Feature

Power to the students

A female and male student check out a wall of large silvery pipes.

If mapping out water and steam tunnels doesn’t sound like fun, you haven’t talked to Abby Diekmann, an intern with the University’s Energy Management team who has spent a lot of time 70 feet below the University.

Now a junior mechanical engineering major, Diekmann started working with Energy Management last year. She makes measurements crucial to contractors who improve University infrastructure, and they have already used one of her drawings in their project proposals. 

“Every project that I’ve worked on here, whether it’s just making an Excel file easier to update or just working on our graphics programs to display the systems a little more nicely, I feel like I'm making a difference,” she says.

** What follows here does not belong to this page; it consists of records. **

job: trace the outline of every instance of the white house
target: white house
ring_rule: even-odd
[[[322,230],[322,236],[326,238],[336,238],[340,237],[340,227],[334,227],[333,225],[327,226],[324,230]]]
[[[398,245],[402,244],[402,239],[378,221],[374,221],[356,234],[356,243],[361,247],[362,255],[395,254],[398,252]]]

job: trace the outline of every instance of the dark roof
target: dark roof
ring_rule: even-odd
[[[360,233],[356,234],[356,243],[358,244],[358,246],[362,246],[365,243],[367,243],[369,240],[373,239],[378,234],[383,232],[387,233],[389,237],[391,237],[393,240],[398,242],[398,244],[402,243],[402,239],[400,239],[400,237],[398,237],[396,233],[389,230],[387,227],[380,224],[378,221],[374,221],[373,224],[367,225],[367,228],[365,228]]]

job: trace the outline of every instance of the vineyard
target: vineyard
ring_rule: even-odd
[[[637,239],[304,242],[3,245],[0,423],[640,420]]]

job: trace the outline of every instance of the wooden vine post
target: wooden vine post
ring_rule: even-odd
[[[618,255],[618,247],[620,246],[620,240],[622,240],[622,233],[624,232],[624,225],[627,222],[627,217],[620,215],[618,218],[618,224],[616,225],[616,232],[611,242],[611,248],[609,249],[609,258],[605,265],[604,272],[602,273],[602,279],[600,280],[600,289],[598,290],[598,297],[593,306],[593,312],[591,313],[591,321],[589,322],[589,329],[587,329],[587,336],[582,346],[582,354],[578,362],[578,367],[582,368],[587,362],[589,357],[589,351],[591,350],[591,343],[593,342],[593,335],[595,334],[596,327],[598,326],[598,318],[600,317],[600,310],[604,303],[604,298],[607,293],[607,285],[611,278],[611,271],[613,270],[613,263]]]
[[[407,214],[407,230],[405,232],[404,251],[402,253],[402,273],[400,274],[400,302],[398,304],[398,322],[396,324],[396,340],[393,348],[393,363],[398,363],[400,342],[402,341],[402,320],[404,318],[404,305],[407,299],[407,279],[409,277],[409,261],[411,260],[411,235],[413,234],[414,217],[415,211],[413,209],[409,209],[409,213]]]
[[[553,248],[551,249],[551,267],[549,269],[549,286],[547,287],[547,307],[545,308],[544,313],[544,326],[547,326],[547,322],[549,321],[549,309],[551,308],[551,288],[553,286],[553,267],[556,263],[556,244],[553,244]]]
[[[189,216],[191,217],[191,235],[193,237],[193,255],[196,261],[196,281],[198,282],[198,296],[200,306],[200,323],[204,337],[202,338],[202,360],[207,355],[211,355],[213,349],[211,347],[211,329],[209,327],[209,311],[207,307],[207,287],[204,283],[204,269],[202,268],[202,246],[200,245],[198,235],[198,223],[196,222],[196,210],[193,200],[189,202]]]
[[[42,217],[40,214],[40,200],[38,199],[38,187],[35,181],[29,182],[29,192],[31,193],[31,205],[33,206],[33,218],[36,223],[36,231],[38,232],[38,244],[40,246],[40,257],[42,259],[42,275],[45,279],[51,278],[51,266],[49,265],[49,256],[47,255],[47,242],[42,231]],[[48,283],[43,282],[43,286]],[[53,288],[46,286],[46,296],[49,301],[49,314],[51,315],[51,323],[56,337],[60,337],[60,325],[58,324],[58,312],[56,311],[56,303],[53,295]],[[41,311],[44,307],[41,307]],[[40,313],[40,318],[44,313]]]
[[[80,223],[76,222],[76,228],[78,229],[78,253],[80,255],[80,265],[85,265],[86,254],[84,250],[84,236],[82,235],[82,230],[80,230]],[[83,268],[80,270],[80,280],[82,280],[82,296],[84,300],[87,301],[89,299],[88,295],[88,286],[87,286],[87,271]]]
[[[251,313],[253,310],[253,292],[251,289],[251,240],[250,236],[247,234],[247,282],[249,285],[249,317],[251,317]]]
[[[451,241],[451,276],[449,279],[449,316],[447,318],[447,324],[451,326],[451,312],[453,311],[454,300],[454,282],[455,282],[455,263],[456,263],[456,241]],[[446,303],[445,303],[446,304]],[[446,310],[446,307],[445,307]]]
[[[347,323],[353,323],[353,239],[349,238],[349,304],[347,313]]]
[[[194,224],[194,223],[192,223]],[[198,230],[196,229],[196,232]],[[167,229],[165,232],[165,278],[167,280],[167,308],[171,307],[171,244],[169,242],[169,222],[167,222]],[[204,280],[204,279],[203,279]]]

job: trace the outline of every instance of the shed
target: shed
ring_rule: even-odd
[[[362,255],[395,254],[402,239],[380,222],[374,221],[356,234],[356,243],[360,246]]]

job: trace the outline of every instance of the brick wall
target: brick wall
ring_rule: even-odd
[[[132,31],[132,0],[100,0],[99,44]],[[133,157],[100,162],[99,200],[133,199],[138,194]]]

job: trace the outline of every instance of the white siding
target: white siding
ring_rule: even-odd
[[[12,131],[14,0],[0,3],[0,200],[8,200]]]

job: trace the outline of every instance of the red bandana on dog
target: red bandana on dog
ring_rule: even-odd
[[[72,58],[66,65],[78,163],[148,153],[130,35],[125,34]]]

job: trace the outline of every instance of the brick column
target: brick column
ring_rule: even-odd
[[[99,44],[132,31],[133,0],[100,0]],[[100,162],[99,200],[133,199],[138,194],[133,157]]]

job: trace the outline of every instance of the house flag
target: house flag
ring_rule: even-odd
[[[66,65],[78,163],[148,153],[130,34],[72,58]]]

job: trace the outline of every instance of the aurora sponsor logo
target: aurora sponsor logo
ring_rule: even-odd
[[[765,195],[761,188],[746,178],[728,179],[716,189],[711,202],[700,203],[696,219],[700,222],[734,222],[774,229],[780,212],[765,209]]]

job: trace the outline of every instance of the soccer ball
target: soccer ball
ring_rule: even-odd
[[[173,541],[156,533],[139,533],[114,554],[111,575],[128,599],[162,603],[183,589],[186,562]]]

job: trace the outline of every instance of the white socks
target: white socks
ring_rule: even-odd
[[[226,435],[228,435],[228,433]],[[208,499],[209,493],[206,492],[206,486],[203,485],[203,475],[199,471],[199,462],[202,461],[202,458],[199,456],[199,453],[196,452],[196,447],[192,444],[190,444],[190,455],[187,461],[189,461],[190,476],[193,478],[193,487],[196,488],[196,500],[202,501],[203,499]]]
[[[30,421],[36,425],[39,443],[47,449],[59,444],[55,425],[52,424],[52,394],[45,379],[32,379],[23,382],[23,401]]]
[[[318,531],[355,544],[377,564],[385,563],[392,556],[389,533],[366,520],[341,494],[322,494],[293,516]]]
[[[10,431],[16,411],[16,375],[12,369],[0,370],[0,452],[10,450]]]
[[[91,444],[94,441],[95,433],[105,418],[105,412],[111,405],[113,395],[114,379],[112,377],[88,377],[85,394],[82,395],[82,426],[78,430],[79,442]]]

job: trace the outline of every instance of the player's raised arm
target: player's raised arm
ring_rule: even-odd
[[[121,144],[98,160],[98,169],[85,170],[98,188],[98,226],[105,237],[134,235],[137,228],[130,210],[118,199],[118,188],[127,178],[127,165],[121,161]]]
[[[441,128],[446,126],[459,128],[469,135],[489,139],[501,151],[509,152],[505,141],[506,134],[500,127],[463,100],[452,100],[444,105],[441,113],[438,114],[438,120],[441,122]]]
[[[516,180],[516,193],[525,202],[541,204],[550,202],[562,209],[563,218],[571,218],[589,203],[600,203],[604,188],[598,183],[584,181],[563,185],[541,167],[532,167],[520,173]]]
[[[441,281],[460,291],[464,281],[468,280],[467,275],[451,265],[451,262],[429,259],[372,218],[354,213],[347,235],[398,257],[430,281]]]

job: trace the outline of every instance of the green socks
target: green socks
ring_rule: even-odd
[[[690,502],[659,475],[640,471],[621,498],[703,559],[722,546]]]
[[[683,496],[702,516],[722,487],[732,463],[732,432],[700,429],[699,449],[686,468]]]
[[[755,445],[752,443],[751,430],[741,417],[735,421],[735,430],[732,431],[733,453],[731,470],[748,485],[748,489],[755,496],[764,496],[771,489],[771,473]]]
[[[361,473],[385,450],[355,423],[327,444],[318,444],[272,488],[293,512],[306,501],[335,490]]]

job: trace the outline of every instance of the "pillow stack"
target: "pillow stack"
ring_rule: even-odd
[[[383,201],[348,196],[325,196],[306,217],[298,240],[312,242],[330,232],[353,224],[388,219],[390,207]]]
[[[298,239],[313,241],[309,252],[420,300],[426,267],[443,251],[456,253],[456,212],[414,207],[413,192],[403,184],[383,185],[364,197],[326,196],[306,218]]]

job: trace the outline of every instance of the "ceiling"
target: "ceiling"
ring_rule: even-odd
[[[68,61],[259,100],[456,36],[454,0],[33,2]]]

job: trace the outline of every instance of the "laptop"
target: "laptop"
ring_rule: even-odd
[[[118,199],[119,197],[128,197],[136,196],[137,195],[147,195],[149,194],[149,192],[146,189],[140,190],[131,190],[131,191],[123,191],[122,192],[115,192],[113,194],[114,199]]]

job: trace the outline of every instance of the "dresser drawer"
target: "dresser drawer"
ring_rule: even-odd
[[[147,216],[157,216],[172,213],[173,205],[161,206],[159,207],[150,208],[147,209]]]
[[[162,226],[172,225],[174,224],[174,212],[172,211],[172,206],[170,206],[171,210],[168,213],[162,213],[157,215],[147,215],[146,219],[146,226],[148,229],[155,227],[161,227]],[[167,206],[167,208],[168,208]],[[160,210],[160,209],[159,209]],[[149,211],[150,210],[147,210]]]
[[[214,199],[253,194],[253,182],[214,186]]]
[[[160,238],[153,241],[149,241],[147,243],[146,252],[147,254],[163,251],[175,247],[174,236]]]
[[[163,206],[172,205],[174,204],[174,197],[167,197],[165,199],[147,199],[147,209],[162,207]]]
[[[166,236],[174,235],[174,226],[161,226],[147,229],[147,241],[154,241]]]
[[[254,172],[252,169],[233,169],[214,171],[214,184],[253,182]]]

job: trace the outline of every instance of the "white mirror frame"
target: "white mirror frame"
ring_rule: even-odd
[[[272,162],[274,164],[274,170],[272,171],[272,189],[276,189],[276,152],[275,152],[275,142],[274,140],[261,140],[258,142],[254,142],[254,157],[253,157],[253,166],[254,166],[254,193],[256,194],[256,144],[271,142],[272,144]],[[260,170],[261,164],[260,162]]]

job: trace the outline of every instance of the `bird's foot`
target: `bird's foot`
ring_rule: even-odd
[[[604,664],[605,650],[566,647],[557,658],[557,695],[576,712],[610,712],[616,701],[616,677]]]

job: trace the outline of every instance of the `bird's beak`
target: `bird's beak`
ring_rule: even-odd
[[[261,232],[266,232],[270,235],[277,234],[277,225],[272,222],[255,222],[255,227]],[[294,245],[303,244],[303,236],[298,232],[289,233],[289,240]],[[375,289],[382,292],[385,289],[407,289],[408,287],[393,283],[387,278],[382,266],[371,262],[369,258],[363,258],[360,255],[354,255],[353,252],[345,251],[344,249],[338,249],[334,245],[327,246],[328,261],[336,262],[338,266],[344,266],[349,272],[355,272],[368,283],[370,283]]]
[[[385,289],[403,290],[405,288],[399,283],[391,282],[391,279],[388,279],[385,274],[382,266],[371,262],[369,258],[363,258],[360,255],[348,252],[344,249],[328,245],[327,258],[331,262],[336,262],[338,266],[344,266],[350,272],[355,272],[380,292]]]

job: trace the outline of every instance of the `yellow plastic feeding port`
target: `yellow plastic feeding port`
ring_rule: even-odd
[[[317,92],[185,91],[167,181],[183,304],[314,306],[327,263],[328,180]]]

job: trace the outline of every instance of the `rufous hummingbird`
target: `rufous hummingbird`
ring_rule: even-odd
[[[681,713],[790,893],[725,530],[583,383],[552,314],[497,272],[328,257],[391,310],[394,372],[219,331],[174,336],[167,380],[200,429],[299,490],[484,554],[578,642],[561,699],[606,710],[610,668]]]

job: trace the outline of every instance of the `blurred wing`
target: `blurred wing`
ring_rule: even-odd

It’s hard to imagine campus life without the Energy Management team. They’re the folks who make and distribute our chilled water, steam, and electricity. Its engineers ensure the functioning of all campus buildings and also oversee the water, sanitary, and sewer needs. And its student interns, who have been helping run these systems since 2000, learn a plethora of marketable skills that translate to good jobs in the real world.

Says Energy Management Director Jerome Malmquist: “They understand how to walk up to a CAD [computer-aided design and drafting] machine and do the layouts, how to go through engineering handbooks and pick the right kind of materials, and how to use GIS [geographic information system] and maintenance systems. They’ve seen it, they’ve done it, and they’re prepared.”

A unit of Facilities Management, Energy Management has hired its 105th student and mostly employs students from the College of Science and Engineering. Seven of its current full-time employees got their start as interns.